The documents outline a three-pronged plan to ensure the NSA can access the bulk of the internet’s encrypted traffic: Influencing the development of new encryption standards to introduce weaknesses, using supercomputers to break encryption, and collaborating with ISPs and tech companies to gain backdoor access. Unfortunately, the documents don’t outline exactly how the NSA and GCHQ broke the security of VPNs, SSL, and TLS, only that they have successfully done it. There are numerous possibilities, with the two simplest being that the intelligence agencies have either obtained the root certificates used to sign private keys, or they’ve found a flaw in the standards that can be easily exploited — perhaps using a flaw that they themselves introduced into the standard.
NSA Bullrun
A slide detailing the successes of the NSA and GCHQ programs to break internet encryption
The final point, that the NSA has been lobbying ISPs and tech companies to include backdoors in their products, is the most chilling. These backdoors might consist of hardware-level access (say, in your home router or a big router at your ISP) that allows the NSA to log in and spy on any data that passes through. These backdoors might be the NSA working with major tech companies, such as Microsoft or Facebook, to deliberately introduce flaws into the encryption tech so that the NSA can easily crack it. (A previous leak pegged Microsoft as helping the NSA circumvent encryption used by Outlook.com and IM services.) The main thing, though, is that these commercial entities are working with, not against, the NSA to introduce these backdoors.
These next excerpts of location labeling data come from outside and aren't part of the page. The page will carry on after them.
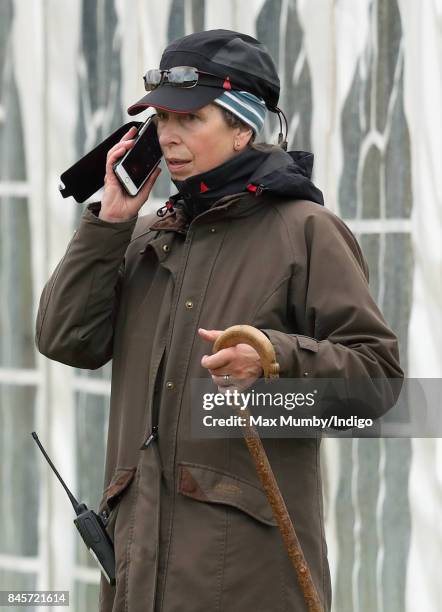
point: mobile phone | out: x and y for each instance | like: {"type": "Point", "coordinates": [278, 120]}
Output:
{"type": "Point", "coordinates": [135, 167]}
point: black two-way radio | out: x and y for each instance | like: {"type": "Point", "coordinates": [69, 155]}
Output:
{"type": "Point", "coordinates": [91, 528]}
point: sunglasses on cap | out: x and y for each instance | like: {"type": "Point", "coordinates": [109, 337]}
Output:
{"type": "Point", "coordinates": [183, 76]}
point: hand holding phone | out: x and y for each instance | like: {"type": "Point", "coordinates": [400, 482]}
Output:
{"type": "Point", "coordinates": [117, 204]}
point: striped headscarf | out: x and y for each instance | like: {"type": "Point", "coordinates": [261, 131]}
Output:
{"type": "Point", "coordinates": [246, 106]}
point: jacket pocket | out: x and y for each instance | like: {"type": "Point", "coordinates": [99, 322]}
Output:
{"type": "Point", "coordinates": [206, 484]}
{"type": "Point", "coordinates": [112, 495]}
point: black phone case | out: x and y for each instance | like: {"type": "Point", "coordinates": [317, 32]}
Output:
{"type": "Point", "coordinates": [86, 176]}
{"type": "Point", "coordinates": [98, 542]}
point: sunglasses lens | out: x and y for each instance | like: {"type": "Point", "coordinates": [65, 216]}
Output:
{"type": "Point", "coordinates": [152, 79]}
{"type": "Point", "coordinates": [183, 76]}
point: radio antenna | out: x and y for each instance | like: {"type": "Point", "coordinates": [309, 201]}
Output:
{"type": "Point", "coordinates": [79, 508]}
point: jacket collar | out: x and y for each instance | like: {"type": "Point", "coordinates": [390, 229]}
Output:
{"type": "Point", "coordinates": [233, 205]}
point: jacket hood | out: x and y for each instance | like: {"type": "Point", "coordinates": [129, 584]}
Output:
{"type": "Point", "coordinates": [263, 168]}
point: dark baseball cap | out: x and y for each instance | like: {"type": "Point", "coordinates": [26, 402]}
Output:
{"type": "Point", "coordinates": [237, 61]}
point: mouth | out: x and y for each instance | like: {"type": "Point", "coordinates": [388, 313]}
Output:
{"type": "Point", "coordinates": [176, 164]}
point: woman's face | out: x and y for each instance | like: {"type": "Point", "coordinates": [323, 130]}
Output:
{"type": "Point", "coordinates": [197, 141]}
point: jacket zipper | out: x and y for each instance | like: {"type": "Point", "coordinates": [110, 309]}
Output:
{"type": "Point", "coordinates": [153, 436]}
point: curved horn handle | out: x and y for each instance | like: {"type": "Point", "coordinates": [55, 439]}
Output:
{"type": "Point", "coordinates": [246, 334]}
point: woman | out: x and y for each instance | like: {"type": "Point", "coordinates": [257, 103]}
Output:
{"type": "Point", "coordinates": [245, 240]}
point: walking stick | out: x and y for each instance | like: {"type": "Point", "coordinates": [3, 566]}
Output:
{"type": "Point", "coordinates": [250, 335]}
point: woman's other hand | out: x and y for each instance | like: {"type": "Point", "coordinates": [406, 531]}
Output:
{"type": "Point", "coordinates": [241, 362]}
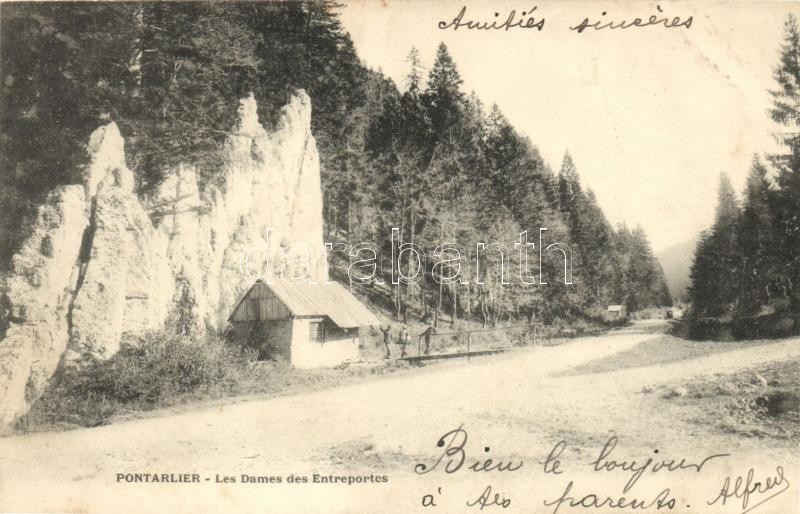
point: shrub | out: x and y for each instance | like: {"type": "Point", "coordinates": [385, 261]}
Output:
{"type": "Point", "coordinates": [150, 371]}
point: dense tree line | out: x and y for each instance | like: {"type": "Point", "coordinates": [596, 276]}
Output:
{"type": "Point", "coordinates": [425, 157]}
{"type": "Point", "coordinates": [746, 271]}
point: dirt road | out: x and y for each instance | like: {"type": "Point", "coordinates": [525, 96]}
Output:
{"type": "Point", "coordinates": [514, 407]}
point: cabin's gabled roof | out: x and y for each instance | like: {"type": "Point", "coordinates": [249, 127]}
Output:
{"type": "Point", "coordinates": [331, 300]}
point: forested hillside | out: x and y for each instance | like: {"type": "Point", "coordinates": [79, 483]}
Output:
{"type": "Point", "coordinates": [424, 156]}
{"type": "Point", "coordinates": [746, 271]}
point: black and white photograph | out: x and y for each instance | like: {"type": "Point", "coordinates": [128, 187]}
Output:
{"type": "Point", "coordinates": [402, 256]}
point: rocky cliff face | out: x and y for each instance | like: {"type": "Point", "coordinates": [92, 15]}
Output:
{"type": "Point", "coordinates": [101, 262]}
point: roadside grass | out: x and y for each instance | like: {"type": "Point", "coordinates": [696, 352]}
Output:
{"type": "Point", "coordinates": [762, 401]}
{"type": "Point", "coordinates": [158, 371]}
{"type": "Point", "coordinates": [661, 350]}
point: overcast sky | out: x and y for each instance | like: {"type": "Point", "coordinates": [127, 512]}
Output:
{"type": "Point", "coordinates": [651, 116]}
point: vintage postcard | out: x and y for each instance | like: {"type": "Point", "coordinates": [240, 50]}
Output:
{"type": "Point", "coordinates": [400, 256]}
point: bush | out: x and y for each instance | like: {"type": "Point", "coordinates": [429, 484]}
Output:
{"type": "Point", "coordinates": [153, 370]}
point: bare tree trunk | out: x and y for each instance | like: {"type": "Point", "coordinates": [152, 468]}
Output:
{"type": "Point", "coordinates": [349, 235]}
{"type": "Point", "coordinates": [454, 295]}
{"type": "Point", "coordinates": [411, 240]}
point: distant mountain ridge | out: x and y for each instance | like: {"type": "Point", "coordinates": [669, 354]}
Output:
{"type": "Point", "coordinates": [676, 261]}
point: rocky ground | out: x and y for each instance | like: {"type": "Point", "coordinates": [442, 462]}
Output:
{"type": "Point", "coordinates": [515, 408]}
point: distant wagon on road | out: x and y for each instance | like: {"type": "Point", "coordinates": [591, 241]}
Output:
{"type": "Point", "coordinates": [312, 325]}
{"type": "Point", "coordinates": [616, 312]}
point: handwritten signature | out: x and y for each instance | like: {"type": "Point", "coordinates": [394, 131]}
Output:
{"type": "Point", "coordinates": [747, 489]}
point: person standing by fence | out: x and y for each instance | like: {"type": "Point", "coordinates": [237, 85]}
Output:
{"type": "Point", "coordinates": [405, 339]}
{"type": "Point", "coordinates": [387, 338]}
{"type": "Point", "coordinates": [429, 331]}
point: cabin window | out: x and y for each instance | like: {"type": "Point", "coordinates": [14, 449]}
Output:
{"type": "Point", "coordinates": [317, 331]}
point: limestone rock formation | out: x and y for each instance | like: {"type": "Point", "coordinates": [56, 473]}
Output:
{"type": "Point", "coordinates": [102, 262]}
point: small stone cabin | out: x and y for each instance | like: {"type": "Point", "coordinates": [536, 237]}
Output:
{"type": "Point", "coordinates": [311, 325]}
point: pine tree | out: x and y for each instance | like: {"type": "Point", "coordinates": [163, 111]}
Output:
{"type": "Point", "coordinates": [758, 242]}
{"type": "Point", "coordinates": [786, 111]}
{"type": "Point", "coordinates": [443, 96]}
At first blush, in the words of the NSA itself, these decryption programs are the “price of admission for the US to maintain unrestricted access to and use of cyberspace.” The problem is, by deliberately introducing security flaws, the NSA and GCHQ have obliterated the concept of trust online. The whole point of VPNs and TLS is that they are impossible to crack — at least within a reasonable time frame. We now know that our secure communications can be easily snooped on by the government — but more importantly, due to this plethora of backdoors, we can’t be sure that only the government is listening in. That’s the problem with a backdoor: It’s great while you’re the only one who knows about it, but it’s game-breakingly awful if someone else — an enemy government, for example — stumbles across it. (See: XKeyscore: The NSA program that collects ‘nearly everything’ that you do on the internet.)
GCHQ diagram
This diagram shows how GCHQ proposed to identify, intercept, and decrypt encrypted traffic in near-real time.
For years the security industry has speculated that the internet was riddled with NSA backdoors, and now it seems we have confirmation. It would be foolish to assume that these backdoors haven’t been exploited by other, “non-authorized” entities. If you require private and secure communications, now would be the time consider your alternatives. (Have you ever thought about physically exchanging thumb drives?) Ideally, if the cryptographic systems behind VPN, SSL, and TLS have been broken (3DES, AES, etc.) then work needs to begin on new industry-standard ciphers. This would likely take years.
For a lot more information on the NSA and GCHQ’s sigint (signals intelligence) operations,hit up the Guardian. I can’t say that I’m really surprised, but it’s still a bit depressing to see the terrifying extent of their sigint operations laid bare — and moreover, I guarantee that, due to the higher levels of classification that Snowden couldn’t access, this is still just the tip of the iceberg.